Selama sebulan terakhir ini, harga beras terpantau terus mengalami kenaikan secara signifikan. Panel harga pada Badan Pangan Nasional (Bapanas) per 18 September 2023 mencatat rata-rata harga beras medium mengalami lonjakan 0,78 persen menjadi Rp13.000 per kg. Harga ini semakin menjauhi harga eceran tertinggi (HET) yang ditetapkan pemerintah dalam Peraturan Badan Pangan Nasional No. 7/2023 dengan kisaran harga sebesar Rp10.900 sampai dengan Rp11.800 per kg. Suatu kenyataan pahit yang harus diterima oleh suatu negara yang dijuluki sebagai negara agraris terbesar di dunia, bukan?
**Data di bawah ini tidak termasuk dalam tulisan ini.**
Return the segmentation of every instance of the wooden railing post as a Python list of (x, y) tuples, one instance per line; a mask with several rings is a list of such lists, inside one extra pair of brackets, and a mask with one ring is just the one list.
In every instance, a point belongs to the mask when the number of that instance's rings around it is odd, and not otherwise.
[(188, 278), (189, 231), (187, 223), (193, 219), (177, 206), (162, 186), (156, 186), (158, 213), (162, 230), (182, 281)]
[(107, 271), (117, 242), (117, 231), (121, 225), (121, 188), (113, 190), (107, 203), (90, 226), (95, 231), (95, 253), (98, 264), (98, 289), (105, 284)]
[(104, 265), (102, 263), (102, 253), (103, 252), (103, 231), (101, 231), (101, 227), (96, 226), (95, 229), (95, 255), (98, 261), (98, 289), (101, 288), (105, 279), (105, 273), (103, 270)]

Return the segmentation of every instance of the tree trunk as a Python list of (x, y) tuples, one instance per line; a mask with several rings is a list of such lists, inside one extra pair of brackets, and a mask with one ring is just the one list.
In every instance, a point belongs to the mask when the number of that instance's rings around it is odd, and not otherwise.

Menanggapi hal tersebut, Presiden Joko Widodo menyebutkan bahwa fenomena kenaikan harga beras di dalam negeri ini tidak lain disebabkan oleh kenaikan harga beras yang terjadi secara global. Di sisi lain, hal tersebut juga dipicu oleh penutupan keran ekspor beras nonbasmati dari India sebagai produsen beras terbesar dunia. Sebagaimana diketahui, sejak Juli 2023 India telah melakukan restriksi ekspor beras nonbasmati dengan alasan untuk mengamankan stok kebutuhan dalam negerinya. Tak hanya itu, fenomena El Nino yang menyebabkan produksi padi menurun juga turut berkontribusi dalam fenomena kenaikan harga beras saat ini.
Namun, apabila dielaborasi lebih lanjut, kenaikan harga beras yang terus meroket tersebut hanyalah fenomena gunung es dalam tata kelola pertanian Indonesia yang dijalankan dengan setengah hati. Sebab, dua faktor utama yang saling berkelindan dalam mendukung ketahanan pangan termasuk beras yaitu ketersediaan lahan pertanian dan kesejahteraan petani kini tengah berada pada titik nadir.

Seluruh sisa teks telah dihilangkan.